On entendait encore au loin, dans l'air du soir, Les derniers tintements des cloches de l'église ; En face de la mer je la menai s'asseoir Et je lui dis : « Il faut aimer, c'est l'heure exquise.
« La mer silencieuse est comme un lac d'argent Et les flots de la mer sont comme des sourires ; Mais les cloches du soir font seules de leur chant Palpiter l'air salubre et frais que tu respires.
« C'est l'heure de l'amour qui passe dans les cieux, Et voici s'éveiller au vent de l'harmonie Les étoiles ouvrant doucement leurs beaux yeux Comme des fleurs d'azur dans la plaine infinie.
« C'est l'heure de l'amour, ma bien-aimée, et c'est L'heure de la prière ; à genoux sur la dure, Tous les adorateurs de l'éternel, qui sait ? L'implorent en tournant le dos à la nature.

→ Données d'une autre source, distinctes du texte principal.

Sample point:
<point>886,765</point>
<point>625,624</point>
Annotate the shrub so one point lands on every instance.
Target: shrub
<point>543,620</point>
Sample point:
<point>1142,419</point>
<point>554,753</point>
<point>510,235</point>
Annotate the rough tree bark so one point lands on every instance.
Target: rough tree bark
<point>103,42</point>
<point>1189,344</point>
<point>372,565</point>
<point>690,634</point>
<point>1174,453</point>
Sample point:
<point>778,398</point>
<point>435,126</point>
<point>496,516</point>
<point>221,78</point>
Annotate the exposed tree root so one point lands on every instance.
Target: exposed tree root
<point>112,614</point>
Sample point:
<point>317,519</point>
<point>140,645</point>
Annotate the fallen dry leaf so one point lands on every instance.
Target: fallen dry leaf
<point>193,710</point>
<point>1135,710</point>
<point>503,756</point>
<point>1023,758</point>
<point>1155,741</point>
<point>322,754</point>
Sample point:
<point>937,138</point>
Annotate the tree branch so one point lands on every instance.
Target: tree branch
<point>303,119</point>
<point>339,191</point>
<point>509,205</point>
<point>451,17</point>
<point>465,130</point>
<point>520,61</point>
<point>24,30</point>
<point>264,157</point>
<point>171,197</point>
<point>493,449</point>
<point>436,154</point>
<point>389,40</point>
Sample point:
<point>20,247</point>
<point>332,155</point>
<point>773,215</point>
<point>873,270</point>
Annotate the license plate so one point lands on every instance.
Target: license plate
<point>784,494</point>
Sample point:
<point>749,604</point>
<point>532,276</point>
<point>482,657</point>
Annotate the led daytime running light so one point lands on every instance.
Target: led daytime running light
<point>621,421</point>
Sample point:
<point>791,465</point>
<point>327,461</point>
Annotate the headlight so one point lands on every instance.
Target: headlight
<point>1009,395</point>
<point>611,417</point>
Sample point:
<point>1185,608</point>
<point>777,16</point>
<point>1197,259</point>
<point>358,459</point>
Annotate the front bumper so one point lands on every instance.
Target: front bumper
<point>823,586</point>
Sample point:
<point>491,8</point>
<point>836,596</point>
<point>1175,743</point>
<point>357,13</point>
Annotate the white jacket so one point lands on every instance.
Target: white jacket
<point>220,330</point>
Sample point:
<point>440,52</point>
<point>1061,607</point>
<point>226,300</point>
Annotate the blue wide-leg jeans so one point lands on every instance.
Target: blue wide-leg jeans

« Mais nous les amoureux des étoiles, les cœurs Épanouis au soir comme des fleurs étranges, Nous pouvons contempler, loin des regards moqueurs, Le ciel où nous voyons distinctement des anges.
« Des anges déployant leurs larges ailes d'or, Jetant à pleines mains des roses sur la terre, Qui chantent à voix haute en prenant leur essor : « C'est l'heure de l'amour, l'heure de la prière ! »
« Qui veux-tu que je prie, et de quel nom nommer Le Fantôme créé par la terreur des hommes ? Car nous sommes ici, nous, pour nous trop aimer, Comme des amoureux et des fous que nous sommes !
« Et pour religion n'avons-nous pas l'amour ? Et nous aimant, perdus sur la plage ignorée Dans le silence et les ténèbres d'alentour, Nous pouvons dire aussi que c'est l'heure sacrée ! »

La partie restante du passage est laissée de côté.